Les opérations d'expertise sont rendues communes à la SCI Ly Pei Loan Invest à compter d'une ordonnance commune rendue le 30 décembre 2020.
Après le dépôt du rapport, un protocole transactionnel était conclu le 20 juillet 2022 entre la société Groupama Grand Est et Mme [P] [E] et le 21 octobre 2022 entre Groupama Grand Est et le syndicat des copropriétaires du [Adresse 4].

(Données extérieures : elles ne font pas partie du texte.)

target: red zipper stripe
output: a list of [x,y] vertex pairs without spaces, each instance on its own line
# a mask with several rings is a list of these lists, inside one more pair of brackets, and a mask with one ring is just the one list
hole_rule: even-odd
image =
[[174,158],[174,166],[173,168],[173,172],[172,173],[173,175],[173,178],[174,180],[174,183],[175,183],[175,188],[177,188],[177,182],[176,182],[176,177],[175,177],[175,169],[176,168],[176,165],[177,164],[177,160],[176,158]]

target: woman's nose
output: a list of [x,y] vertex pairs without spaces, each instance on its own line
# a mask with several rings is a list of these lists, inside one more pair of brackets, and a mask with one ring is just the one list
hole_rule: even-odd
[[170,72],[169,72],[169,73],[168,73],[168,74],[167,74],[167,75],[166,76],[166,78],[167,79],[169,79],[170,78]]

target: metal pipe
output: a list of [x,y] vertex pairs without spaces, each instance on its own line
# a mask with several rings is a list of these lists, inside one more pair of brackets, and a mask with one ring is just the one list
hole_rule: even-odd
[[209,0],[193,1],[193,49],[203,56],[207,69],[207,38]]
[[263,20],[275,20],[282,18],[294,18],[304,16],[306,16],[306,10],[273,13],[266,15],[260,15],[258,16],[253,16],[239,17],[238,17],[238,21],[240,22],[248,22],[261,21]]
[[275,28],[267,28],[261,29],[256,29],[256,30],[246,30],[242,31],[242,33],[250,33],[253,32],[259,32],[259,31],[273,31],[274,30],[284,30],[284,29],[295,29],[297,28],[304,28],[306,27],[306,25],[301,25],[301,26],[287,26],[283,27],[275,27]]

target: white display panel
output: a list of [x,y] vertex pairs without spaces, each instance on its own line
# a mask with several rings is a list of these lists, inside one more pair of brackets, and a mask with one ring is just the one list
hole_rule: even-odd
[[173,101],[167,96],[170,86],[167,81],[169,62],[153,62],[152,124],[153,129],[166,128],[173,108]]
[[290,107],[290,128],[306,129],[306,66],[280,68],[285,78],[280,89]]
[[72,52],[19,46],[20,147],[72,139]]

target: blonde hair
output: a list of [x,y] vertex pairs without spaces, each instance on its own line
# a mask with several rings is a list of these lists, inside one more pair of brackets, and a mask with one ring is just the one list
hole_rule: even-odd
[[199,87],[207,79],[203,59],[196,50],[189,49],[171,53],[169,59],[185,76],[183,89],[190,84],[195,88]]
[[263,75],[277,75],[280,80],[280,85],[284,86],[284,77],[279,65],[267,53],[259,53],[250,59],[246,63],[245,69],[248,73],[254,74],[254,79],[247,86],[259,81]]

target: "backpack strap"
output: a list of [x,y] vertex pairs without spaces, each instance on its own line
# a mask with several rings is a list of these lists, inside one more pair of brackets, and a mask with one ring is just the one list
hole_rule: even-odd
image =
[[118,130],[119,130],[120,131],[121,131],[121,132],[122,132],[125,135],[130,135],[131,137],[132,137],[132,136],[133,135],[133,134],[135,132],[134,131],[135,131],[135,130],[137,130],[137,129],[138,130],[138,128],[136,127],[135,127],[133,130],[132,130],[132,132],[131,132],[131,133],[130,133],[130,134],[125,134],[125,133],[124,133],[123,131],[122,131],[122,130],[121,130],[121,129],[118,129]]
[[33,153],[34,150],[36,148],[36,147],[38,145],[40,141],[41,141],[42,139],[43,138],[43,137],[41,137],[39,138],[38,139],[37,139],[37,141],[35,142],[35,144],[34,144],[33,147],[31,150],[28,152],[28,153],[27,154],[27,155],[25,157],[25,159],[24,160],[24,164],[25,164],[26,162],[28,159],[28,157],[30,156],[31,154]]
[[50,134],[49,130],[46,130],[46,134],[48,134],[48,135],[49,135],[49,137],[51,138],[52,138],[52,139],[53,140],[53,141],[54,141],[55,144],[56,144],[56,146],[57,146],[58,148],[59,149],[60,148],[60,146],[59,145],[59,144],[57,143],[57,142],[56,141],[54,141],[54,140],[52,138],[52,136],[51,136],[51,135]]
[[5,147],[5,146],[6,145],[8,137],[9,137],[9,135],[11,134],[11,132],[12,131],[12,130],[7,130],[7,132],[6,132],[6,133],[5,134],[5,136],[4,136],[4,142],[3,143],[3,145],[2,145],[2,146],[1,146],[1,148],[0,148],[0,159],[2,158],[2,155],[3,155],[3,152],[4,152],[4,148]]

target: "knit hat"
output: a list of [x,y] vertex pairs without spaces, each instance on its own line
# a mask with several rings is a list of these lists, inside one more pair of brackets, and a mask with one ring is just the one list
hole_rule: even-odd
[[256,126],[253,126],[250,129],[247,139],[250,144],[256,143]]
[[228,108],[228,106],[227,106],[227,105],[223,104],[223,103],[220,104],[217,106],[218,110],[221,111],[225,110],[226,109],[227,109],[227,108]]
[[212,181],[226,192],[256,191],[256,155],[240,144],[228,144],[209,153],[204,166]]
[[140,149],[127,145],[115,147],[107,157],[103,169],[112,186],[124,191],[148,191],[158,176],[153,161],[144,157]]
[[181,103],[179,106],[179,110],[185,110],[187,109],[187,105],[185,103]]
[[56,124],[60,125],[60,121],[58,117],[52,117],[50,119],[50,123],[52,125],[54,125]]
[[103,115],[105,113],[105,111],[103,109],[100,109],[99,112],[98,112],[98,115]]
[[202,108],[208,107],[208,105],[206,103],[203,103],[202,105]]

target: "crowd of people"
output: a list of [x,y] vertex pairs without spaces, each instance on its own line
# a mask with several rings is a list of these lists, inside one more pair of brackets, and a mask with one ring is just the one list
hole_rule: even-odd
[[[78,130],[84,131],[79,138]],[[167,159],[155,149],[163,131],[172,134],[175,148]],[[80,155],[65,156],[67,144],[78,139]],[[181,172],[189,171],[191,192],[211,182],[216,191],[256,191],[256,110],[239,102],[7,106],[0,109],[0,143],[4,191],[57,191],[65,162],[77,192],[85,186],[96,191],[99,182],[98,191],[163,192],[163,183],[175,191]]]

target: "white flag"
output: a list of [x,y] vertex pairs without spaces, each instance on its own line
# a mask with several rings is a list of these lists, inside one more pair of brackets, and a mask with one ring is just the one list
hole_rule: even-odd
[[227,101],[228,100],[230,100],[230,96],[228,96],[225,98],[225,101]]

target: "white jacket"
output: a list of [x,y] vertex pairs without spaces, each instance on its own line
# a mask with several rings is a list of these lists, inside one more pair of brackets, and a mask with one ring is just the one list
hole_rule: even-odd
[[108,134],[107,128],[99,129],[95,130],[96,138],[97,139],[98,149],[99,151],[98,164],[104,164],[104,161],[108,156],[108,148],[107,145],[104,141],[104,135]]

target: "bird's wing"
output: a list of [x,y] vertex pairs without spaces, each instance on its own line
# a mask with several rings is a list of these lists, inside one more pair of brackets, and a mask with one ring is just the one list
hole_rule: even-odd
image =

Par acte du 27 novembre 2023, la Compagnie Groupama Grand Est a assigné la SCI Ly Pei Loan Invest et le Cabinet Balzano devant le tribunal judiciaire de Paris aux fins principalement d'indemnisation des préjudices subis.
Par conclusions d'incident notifiées le 25 mars 2024, le Cabinet Balzano a soulevé l'irrecevabilité des demandes de Groupama Grand Est pour défaut de qualité et intérêt à agir et à titre subsidiaire pour acquisition de la prescription.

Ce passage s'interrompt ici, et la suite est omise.